While Pico lags behind Oculus in terms of shipment globally, the Chinese startup is the biggest player domestically.

Claire Zhao, a VR market analyst at IDC, told Caixin that Pico sold more VR headsets than any other vendors doing business in China in the second quarter of this year, with a market share of 35.7%. The second and third place went to DPVR and HTC respectively, Zhao said, while declining to provide the market share data for the two. Overall, some 325,000 VR headsets were shipped in China in the second quarter. Facebook does not sell its Oculus headsets in the Chinese market.

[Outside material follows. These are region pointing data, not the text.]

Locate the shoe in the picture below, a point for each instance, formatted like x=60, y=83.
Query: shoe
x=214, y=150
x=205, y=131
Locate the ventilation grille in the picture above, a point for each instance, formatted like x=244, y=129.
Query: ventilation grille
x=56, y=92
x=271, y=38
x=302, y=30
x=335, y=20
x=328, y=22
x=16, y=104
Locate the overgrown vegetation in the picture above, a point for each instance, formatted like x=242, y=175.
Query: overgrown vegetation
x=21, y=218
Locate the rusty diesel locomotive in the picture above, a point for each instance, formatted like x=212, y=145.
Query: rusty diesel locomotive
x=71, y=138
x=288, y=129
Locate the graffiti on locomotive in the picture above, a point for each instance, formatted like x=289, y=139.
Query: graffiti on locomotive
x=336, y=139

VR technology has been widely used in the gaming industry, but its benefits have begun spilling over to the wider business sphere including practical training, tourism, construction and healthcare.

“The commercial use cases for virtual reality continue to proliferate,” Tom Mainelli, vice president of IDC’s device and consumer research, wrote in a recent research note. “As companies continue to plan for a future that encompasses a combination of both in-person and remote work, we see VR playing an increasingly important role in driving next-generation collaboration, training and digital events.”

In March, Pico completed a 242 million yuan ($37 million) series B+ funding round, which CEO Zhou Hongwei said would be used to fund the company’s core technology development and plans to introduce quality VR games and applications from around the world, domestic media reported at the time.